Об этом задумался и я. В самом деле: как? Мне сразу вспомнилась апрельская анонимка: «...прослушиваются не только телефонные разговоры».

Я пообещал А. Я., что буду поддерживать его версию. Позднее, знакомясь с делом, я убедился, что Кучеров говорил правду: весь допрос крутился в основном вокруг этого рассказа. Опираясь на материалы, полученные с помощью подслушивающего устройства и, очевидно, имея представление о нерешительности А. Я., гебисты были уверены, что получат надежного свидетеля обвинения. Они смешно просчитались: то ли из страха перед тем, что и его могут привлечь к ответственности (наше знание законов есть большая или меньшая степень незнания их), то ли, напротив, зная, что не могут, Кучеров упорно отрицал, что рассказ об антисоветском попугае был прочитан ему мною у меня дома.

Однако просчитался и А. Я.: чекисты не прощают своих поражений. Через неделю после моего ареста Кучерова под каким-то смехотворным предлогом уволили из «Звезды», где он проработал почти пятнадцать лет.

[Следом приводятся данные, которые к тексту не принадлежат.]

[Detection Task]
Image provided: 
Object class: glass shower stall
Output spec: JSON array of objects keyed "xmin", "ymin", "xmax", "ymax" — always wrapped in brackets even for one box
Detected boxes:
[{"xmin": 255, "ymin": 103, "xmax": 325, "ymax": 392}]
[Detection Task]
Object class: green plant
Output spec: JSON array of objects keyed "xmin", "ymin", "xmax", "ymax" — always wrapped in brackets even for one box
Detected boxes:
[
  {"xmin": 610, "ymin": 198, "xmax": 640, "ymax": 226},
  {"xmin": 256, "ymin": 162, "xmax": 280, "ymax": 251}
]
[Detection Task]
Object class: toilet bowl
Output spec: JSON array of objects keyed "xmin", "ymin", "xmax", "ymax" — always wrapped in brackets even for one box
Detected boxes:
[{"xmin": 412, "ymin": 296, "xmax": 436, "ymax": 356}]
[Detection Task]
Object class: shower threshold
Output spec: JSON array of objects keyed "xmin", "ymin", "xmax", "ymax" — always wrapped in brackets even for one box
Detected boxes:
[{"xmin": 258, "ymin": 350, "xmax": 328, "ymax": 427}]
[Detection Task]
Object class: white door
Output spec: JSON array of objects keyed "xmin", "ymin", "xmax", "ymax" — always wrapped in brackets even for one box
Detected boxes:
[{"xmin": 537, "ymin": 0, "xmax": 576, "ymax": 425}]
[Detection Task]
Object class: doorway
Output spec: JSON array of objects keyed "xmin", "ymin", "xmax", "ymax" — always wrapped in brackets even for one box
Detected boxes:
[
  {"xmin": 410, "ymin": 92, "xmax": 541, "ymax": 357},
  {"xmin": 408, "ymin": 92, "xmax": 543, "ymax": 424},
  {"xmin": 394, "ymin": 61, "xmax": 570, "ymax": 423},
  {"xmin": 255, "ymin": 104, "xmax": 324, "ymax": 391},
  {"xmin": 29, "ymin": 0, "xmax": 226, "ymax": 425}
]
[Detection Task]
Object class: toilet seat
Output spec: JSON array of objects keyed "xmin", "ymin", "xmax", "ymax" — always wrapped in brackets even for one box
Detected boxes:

Разговор следователя с женой носил странный характер: какие-то вопросы «вообще», «ни о чем», и между ними, между пустыми фразами, вдруг выстреливались вопросики, заставившие жену придти к выводу, что КГБ очень хорошо знакомо с некоторыми особенностями и деталями нашей семейной жизни и с кругом наших общих и необщих знакомых и друзей. Спрашивали ее, в частности, и о Гансовском. На вопросы о нем жена отвечала, что поскольку «политика» ее не интересует, никаких «политических разговоров» она с ним не вела и что, вместе с тем, достаточно хорошо его знает, чтобы утверждать, что он вполне лояльный советский гражданин.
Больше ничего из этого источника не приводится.